The amount of things LLMs can do is insane.
It's interesting to me how much effort the AI companies (and bloggers) put into claiming they can do things they can't, when there's almost an unlimited list of things they actually can do.
Only because they have compressed and encoded the entire sum of human knowledge at their disposal. There are models for everything in there, but they can only do what has been done before.
What's more amazing to me is the average human, only able to hold a relatively small body on knowledge in their mind, can generate things that are completely novel.
This reminds me of "Devin". You know, the first "AI software engineer", which had the hype of the day but turned into a huge flop.
They had ridiculous demos of Devin e.g. working as a freelancer and supposedly earning money from it.
The hype has gotta keep going or the money will dry up. And hype can be quantified by velocity and acceleration, rather than distance. They need to keep the innovation accelerating, or the money stops. This is of course completely unreasonable, but also why the odd claims keep happening.
And many of them so unexpected, given the unusual nature of their intellegence emerging from language prediction.
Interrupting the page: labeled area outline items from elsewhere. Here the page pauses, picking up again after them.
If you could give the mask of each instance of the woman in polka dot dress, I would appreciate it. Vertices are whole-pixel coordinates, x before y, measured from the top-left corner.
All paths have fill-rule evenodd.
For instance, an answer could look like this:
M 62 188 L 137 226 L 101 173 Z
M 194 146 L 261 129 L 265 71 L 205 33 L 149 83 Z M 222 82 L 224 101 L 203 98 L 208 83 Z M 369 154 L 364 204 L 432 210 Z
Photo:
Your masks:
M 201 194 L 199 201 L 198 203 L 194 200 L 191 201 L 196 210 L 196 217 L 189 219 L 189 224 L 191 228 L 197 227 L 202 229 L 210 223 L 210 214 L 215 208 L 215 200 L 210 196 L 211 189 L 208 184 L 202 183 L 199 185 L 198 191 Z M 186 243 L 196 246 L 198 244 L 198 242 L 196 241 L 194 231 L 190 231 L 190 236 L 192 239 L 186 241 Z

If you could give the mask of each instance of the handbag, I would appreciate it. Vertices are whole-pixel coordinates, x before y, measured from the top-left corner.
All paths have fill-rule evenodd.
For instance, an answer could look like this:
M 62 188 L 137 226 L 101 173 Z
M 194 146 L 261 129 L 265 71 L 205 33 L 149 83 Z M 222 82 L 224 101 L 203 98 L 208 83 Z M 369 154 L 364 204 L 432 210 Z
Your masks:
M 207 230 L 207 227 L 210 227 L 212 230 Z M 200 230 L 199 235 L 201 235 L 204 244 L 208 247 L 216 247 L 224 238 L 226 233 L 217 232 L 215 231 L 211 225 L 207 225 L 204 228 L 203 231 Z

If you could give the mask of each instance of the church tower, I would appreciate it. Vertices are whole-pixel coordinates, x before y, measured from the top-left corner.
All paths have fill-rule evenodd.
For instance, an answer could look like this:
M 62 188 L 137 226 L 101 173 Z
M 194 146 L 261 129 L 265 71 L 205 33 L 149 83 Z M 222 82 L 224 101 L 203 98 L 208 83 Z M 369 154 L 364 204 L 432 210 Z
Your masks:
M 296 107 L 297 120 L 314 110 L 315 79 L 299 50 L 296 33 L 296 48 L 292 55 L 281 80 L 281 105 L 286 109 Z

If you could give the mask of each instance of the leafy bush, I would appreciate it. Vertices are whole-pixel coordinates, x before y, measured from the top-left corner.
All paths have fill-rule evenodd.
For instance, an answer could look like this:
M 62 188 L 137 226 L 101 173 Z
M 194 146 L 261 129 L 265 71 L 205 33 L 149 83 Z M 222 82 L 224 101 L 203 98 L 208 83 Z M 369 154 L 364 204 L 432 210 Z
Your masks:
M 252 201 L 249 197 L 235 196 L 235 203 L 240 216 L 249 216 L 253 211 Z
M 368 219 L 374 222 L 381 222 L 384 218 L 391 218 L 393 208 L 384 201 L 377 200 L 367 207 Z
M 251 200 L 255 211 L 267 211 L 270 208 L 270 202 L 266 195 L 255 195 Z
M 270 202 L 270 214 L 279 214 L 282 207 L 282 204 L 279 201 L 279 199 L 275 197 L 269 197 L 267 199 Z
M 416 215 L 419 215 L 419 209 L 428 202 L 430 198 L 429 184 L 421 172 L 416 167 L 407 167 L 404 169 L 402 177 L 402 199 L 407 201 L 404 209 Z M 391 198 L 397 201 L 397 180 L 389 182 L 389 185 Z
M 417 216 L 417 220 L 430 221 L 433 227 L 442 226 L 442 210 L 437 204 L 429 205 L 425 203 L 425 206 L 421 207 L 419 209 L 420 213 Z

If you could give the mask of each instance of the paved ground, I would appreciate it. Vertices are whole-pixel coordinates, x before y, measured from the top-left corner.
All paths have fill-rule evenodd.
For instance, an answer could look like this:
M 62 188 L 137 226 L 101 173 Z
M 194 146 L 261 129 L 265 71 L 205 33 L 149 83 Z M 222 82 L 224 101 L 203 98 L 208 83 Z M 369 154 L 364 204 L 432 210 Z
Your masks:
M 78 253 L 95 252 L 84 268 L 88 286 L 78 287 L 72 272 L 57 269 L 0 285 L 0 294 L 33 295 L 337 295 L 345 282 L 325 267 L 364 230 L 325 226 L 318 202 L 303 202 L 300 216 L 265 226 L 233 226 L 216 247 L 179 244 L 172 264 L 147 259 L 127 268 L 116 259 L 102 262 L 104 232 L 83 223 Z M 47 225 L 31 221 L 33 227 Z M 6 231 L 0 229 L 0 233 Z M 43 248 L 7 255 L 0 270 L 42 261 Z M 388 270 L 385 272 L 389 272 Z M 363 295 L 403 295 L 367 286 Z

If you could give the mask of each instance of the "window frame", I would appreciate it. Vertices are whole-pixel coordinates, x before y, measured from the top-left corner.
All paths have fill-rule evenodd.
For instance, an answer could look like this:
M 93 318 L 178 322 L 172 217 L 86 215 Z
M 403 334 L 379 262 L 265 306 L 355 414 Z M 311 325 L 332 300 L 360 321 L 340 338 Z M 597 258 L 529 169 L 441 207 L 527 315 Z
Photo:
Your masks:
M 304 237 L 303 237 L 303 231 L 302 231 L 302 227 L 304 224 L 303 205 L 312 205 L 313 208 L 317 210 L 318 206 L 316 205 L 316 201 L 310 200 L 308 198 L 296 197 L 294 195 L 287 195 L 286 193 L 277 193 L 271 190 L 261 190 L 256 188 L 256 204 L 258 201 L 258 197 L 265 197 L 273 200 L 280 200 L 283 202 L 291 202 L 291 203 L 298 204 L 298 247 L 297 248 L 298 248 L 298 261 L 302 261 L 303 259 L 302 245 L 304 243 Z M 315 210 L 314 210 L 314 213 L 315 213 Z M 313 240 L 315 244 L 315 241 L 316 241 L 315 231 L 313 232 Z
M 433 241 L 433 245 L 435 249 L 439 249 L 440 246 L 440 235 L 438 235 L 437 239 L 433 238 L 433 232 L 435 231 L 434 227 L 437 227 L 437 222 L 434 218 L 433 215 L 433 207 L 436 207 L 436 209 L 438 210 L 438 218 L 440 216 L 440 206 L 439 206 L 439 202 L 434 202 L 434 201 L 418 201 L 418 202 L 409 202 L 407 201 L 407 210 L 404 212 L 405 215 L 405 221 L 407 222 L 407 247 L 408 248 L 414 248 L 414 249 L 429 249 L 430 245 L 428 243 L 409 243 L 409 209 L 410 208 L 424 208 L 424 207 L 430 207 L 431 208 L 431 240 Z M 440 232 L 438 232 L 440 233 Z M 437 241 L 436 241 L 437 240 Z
They excel wherever you need to digest or produce massive amounts of text. They can synthesize some pretty impressive solutions from pre-existing stuff. Hell, I use it like a thesaurus to sus out words or phrases that are new or on the tip of my tounge. They have a great hold on the general corpus of information, much better than any search engine (even before the internet was cluttered with their output). It's much easier to find concrete words for what you're looking for through an indirect search via an LLM. The fact that, say, a 32GB model seemingly holds approximate knowlege of everything implies some unexplored relationship between inteligence and compression.
What they can't they do? Pretty much anything reliably or unsupervised. But then again, who can?
They also tend to fail creatively, given their synthesize existing ideas. And with things involving physical intuition. And tasks involving meta-knowlege of their tokens (like asking them how long a given word is). And they tend to yap too much for my liking (perhaps this could be fixed with an additional thinking stage to increase terseness before reporting to the user)
I've been pushing Opus pretty hard on my personal projects. While repeatability is very hard to do, I'm seeing glimpses of Opus being well beyond human capabilities.
I'm increasingly convinced that the core mechanism of AGI is already here. We just need to figure out how to tie it together.
Because most of these things are not multi-trillion-dollar ideas. "We found a way to make illustrators, copyeditors, and paralegals, and several dozen other professions, somewhat obsolete" in no way justifies the valuations of OpenAI or Nvidia.